2020-05

6・14(日)藤原歌劇団 ドニゼッティ「愛の妙薬」

   東京文化会館

 マルコ・ガンディーニの演出は、藤原オペラのプロダクションにしてはめずらしく舞台設定を変え、原作の「バスク地方の村」を、現代の洒落たショッピングモールの化粧品売り場とした。
 ネモリーノはモールの商品補充係、アディーナは高級ブランド化粧品売り場の美容部員、ベルコーレは士官学校生、ドゥルカマーラは美容クリームの実演セールスマン(外商)という設定だから、こいつは面白そうだと楽しみにしていたのだが、思わぬ所に落し穴あり。

 原作の村人たちなら、共同体の一員としてのネモリーノとアディーナの恋に口を挟み、合唱に参加することに何ら不思議はないが、ショッピングモールの買物客どもが店員の色恋沙汰にいちいち興味を持って口を突っ込むだろうか? 端役に至るまで細かい演技をしているにもかかわらず、第1幕では店員や客の動きが今一つ明快さを欠いた原因は、この矛盾ゆえではないかと思われるのだが、如何に。

 その点、第2幕は、脇役の動きを主として店のスタッフに絞ったことによって、話は辻褄が合ったように感じられる。

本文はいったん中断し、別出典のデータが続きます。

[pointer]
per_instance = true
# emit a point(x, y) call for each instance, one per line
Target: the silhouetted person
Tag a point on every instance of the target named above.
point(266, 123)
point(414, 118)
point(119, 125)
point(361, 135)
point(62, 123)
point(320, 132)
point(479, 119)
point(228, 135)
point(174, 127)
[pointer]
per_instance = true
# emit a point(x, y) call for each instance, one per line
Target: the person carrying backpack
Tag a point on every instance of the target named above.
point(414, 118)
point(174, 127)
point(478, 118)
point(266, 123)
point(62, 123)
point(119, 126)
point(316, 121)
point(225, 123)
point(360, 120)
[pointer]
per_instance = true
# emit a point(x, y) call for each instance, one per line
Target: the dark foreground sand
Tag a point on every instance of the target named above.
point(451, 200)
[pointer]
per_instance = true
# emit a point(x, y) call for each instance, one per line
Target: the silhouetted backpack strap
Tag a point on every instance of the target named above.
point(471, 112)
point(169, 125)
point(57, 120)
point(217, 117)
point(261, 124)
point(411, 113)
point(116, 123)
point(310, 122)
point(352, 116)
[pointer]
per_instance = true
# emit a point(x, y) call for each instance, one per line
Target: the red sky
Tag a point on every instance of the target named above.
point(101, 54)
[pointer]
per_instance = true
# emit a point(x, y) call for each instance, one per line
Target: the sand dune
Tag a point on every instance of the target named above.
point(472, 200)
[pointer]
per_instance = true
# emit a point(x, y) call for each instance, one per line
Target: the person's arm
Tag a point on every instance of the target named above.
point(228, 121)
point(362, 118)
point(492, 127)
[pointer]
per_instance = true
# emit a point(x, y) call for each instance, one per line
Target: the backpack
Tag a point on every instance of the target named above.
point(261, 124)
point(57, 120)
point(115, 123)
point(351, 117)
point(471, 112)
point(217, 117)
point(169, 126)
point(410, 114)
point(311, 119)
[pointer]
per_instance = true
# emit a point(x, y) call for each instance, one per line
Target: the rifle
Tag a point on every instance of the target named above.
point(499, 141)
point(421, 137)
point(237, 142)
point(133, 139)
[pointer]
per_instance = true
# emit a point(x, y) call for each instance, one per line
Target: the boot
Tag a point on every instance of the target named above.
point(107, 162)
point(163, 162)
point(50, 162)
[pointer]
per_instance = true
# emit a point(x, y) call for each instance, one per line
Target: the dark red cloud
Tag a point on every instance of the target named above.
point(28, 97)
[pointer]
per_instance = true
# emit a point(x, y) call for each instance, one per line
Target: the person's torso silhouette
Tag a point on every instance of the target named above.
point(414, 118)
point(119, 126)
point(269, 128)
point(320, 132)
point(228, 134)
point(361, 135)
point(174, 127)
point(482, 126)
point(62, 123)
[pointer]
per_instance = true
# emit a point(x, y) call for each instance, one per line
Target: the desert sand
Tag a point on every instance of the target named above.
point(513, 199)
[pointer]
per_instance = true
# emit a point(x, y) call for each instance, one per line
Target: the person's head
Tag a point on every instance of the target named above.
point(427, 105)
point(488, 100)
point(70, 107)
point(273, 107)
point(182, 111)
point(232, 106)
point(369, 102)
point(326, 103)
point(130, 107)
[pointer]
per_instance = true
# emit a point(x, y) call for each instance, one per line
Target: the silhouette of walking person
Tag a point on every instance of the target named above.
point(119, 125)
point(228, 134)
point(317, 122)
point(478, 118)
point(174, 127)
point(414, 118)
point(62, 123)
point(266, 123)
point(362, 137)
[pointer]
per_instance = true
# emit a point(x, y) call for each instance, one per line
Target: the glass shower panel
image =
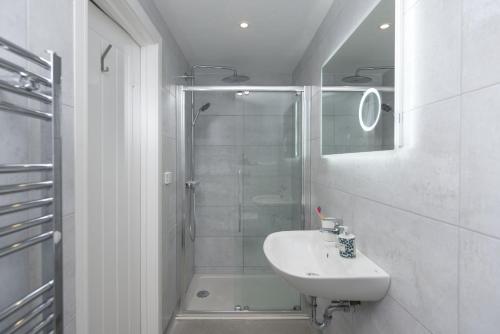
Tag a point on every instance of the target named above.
point(271, 191)
point(248, 161)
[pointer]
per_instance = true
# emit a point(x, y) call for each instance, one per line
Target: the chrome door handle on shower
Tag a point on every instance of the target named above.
point(240, 197)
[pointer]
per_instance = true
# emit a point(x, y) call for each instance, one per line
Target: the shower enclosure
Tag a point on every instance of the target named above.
point(242, 181)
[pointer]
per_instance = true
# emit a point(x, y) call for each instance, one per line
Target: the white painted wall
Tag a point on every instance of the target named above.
point(428, 213)
point(173, 63)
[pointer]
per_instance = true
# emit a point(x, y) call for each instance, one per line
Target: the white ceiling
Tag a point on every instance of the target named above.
point(368, 45)
point(208, 31)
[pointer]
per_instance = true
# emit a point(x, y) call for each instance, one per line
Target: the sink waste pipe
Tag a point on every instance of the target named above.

 歌手。何といってもアディーナの高橋薫子が、演技も歌唱も絶品だ。この人を観て、聴いているだけで充分舞台の醍醐味があるが――。ネモリーノを歌い演じたエマヌエーレ・ダグアンノは、ソット・ヴォーチェさえ上手くなれば文句ないだろう。ベルコーレの須藤慎吾は威勢がよくて役柄にぴったり。

 総じて歌唱面では満足すべきものが多いが、残念ながら指揮(園田隆一郎)がいかにも力不足だ。音楽に活気と軽やかな流れが皆無で、「間」がもたないのである。東京フィルともども、こんな生気のない演奏では、ドニゼッティの音楽の良さは発揮できない。